Changing the regulatory pathway for cartilage repair products via legislation is also difficult. Many members of industry have lobbied for a European-style pathway for medical devices, demonstrating the efficacy of products in basic science and proof of principle animal studies with only a limited clinical proof of concept. However, recent news media and FDA attention to the safety issues with metal-on-metal hips[23] and other products have provided pressure on legislators and the FDA to make the premarket approval process even more stringent for pre-market clearance or approval based on safety concerns. Industry and the scientific community will need to actively press for legislation to allow for a less burdensome approach to bring cartilage repair therapies to market, as well as work with the FDA early in the development process to allow the least burdensome approach to bring the product to market, while still addressing concerns about safety and effectiveness.

While the FDA strives for transparency in its expectations and the review process, details of clinical studies are only selectively revealed on clinicaltrials.gov, and results are only presented in public via FDA Advisory Committee meetings, industry sponsor publication, and professional labeling once approval is obtained.

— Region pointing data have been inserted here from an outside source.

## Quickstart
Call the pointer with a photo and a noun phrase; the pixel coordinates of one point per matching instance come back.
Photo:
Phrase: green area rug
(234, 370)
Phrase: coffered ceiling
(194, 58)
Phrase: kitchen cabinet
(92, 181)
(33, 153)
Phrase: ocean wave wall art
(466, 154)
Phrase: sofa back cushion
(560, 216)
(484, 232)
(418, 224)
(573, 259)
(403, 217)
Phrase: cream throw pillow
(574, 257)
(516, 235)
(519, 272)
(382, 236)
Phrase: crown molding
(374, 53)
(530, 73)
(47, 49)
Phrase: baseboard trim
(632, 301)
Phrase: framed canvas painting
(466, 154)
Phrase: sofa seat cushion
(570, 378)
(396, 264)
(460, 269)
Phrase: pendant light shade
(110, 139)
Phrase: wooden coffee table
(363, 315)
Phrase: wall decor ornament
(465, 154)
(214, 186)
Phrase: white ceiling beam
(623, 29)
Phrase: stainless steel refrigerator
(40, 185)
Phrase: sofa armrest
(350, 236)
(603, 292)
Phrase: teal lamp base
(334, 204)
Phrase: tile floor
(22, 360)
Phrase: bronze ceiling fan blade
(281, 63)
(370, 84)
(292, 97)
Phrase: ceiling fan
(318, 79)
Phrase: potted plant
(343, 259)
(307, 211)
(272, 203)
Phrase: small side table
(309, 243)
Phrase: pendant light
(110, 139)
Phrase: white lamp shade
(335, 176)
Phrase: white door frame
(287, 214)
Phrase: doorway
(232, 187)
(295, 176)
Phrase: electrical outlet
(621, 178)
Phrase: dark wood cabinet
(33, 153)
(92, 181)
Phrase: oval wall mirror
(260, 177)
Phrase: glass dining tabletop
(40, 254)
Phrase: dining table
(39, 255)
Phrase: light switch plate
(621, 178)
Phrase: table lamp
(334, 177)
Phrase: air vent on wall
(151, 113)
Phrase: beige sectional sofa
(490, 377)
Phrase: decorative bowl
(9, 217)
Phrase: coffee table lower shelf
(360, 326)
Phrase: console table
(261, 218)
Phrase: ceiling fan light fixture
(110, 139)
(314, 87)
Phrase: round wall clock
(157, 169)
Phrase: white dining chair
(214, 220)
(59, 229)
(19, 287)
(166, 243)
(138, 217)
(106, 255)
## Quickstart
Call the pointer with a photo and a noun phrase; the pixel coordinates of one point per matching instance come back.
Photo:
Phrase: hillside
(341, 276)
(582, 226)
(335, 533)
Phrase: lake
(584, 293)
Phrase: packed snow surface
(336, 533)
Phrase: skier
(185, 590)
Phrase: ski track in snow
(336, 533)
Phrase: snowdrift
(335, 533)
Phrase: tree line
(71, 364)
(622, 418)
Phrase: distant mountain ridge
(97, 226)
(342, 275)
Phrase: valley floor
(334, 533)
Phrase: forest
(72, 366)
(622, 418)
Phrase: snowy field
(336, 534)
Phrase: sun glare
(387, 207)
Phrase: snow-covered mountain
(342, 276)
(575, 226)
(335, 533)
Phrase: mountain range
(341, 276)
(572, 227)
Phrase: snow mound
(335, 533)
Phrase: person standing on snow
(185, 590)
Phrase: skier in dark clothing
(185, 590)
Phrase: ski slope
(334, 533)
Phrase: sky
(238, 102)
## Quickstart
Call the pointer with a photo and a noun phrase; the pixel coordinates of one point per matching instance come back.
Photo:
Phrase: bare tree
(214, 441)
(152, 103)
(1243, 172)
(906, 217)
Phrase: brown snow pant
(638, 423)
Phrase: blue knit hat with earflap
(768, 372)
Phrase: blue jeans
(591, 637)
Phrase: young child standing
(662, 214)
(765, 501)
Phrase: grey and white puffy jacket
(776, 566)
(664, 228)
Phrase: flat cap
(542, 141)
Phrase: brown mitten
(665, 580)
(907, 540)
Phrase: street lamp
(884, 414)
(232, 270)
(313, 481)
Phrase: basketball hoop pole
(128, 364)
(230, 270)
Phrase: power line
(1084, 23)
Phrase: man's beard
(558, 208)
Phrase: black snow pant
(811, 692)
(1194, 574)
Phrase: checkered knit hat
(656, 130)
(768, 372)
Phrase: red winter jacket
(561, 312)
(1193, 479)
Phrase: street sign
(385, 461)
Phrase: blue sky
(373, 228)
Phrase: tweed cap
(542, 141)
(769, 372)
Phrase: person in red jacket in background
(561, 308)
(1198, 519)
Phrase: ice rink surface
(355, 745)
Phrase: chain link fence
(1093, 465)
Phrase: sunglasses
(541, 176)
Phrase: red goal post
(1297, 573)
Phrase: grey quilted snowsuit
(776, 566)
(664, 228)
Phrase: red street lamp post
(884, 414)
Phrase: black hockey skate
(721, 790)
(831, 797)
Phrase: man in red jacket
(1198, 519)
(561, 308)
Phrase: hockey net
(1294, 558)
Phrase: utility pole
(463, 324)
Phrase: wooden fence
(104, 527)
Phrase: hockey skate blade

Although much of the lack of transparency is necessary to maintain confidentiality of details of a sponsor’s technology while undergoing review, this also makes the public and competitor companies unaware of the current thinking of the FDA on various products, particularly those that do not complete a clinical study or submit a marketing application to the FDA. Even though a recent US law requires all clinical trials for use in marketing applications to be listed on clinicaltrials.gov,[24] industry can not only gain a greater degree of transparency about ongoing clinical trials but also see that there is no truly consistent clinical study design because of the differences in indications or technology mechanism of action.

Working with the FDA at early stages in development through presubmission pathways[25] will allow industry to gain valuable insight during the initial development process and take necessary steps to address FDA’s concerns early in the process. Developing a rapport with FDA reviewers through the clinical study approval process and during the clinical study is necessary to inform the FDA about the product and allow the FDA to obtain a degree of comfort with the product prior to submission of a marketing application.

The path to regulatory approval for a cartilage repair therapy is challenging and time-consuming, involving often multiple phases of clinical study and data analysis. However, with the proper planning and attention to the details associated with the clinical trial, the process can be made easier, eventually saving the company time and money by bringing a product to the market in the most expeditious process possible.